A taxing Tale: Feds Keep on Getting Richer

Canadians may not be making much more money lately, but their governments certainly are. The country’s taxpayers dished out 8 per cent more in personal income tax last year, filling […]
Published on June 29, 2006

Canadians may not be making much more money lately, but their governments certainly are.

The country’s taxpayers dished out 8 per cent more in personal income tax last year, filling government coffers to overflowing, Statistics Canada says.

Government surpluses, including those in the Canada and Quebec Pension Plans, totalled $26-billion in the 2005-06 fiscal year ended March 31, Statscan said. That’s the second-largest consolidated surplus in the past 20 years, and is $12.3-billion higher than the 2004-05 fiscal year.

Individual taxpayers are largely footing the bill, even though incomes are rising ever so slowly. Revenue from personal income tax climbed to $167.6-billion in the latest fiscal year from $155.2-billion the previous year.

That is a bigger leap than corporate tax revenue, even though corporate profits have also been soaring recently. Corporate tax revenue gained 7.5 per cent last fiscal year to $50.0-billion from $46.5-billion in 2004-05.

Because corporate profits have been growing by leaps and bounds, it is easier for governments to justify collecting more taxes.

The same can’t be said for wages and salaries. They’ve been growing by about 3 per cent over the past year, after being almost stagnant for much of the past decade.

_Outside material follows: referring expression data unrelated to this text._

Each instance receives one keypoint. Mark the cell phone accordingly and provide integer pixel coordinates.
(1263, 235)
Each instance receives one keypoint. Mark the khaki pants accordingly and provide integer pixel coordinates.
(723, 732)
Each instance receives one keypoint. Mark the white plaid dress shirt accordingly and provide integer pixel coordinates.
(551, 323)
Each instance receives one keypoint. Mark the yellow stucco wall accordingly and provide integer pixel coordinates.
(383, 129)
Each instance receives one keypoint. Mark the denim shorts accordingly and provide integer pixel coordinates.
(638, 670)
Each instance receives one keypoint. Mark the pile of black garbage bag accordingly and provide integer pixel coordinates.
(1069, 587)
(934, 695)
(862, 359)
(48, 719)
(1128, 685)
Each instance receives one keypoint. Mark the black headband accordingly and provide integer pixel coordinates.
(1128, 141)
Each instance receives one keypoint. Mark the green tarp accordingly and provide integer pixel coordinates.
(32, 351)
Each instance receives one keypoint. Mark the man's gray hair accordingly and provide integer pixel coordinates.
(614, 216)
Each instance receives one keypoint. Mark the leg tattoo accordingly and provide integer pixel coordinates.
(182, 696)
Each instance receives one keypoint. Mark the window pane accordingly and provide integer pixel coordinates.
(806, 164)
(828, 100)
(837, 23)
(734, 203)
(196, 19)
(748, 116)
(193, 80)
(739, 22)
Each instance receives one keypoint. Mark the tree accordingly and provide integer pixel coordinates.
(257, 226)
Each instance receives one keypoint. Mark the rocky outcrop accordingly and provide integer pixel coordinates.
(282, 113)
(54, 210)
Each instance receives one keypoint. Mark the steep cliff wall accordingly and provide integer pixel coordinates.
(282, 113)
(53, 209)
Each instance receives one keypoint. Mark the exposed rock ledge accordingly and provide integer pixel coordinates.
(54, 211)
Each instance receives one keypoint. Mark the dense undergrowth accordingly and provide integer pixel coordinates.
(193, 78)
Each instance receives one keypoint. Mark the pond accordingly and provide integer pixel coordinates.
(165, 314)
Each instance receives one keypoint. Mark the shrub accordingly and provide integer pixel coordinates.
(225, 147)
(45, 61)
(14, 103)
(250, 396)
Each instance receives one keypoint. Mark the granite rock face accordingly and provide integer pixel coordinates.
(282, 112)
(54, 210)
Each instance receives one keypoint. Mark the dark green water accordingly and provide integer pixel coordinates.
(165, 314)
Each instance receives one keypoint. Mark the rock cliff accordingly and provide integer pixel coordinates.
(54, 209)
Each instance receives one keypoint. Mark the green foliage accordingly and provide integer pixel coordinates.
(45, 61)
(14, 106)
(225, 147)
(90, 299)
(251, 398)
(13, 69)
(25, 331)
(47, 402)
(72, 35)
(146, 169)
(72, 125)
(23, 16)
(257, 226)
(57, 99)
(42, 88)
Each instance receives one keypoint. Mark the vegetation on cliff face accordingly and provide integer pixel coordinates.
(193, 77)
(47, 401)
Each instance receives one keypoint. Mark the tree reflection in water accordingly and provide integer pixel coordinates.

Revenue from personal income taxes is rising, however, mainly because unemployment has plummeted, and that means more people are paying taxes.

“You’ve got more and more people working, and more people getting this 3- or 4-per-cent increase in income,” said David Perry, senior research associate at the Canadian Tax Foundation.

Since employment insurance payouts are declining at the same time as income tax revenue is going up, “altogether, it’s not a bad time to be a government,” Mr. Perry said.

Most governments are either cutting taxes or have put their tax rates on hold, added John Williamson, national director of the Canadian Taxpayer Federation, which lobbies against high taxes. But governments, especially Ottawa, are increasingly dependent on personal income as a tax base, he said.

He cites research by economist Dale Orr at Global Insight (Canada) Inc. indicating that, for every 10-per-cent expansion of the tax base, overall personal income tax revenue rises 12 per cent. As people make more money, they gradually drift into higher tax brackets, increasing governments’ take.

The findings imply “that if we’re going to keep the personal income tax burden constant, then every couple of years, we have to give people a break,” Mr. Orr said.

The numbers also indicate that taxpayers aren’t benefiting as much as they could from strong growth in the economy. And governments are benefiting more than they should, Mr. Williamson added.

“Where is the wealth going? It seems it’s actually going to governments,” he said. “It’s why individual families don’t feel like they’re getting ahead.”

The exception is the municipal level of government. Ottawa has had surpluses for nine years in a row, and some of them have been huge. Provinces have been up and down, but the provincial and territorial governments had a combined surplus of $6.6-billion in 2005-06, compared with $317-million a year earlier.

Local governments, on the other hand, recorded a combined deficit of $2.9-billion in 2005-06, more than double the previous year’s shortfall, Statscan said.

Transfers from provincial governments to municipalities have risen steadily, to $40.1-billion in 2005-06 from $22.1-billion in 1988-89, the agency calculates. That’s a rise of 81 per cent over 17 years.

But costs for municipal governments have been rising. Provincial transfers accounted for only 3.7 per cent of total local government spending in 2005-06, down from 5.2 per cent in the mid-1990s.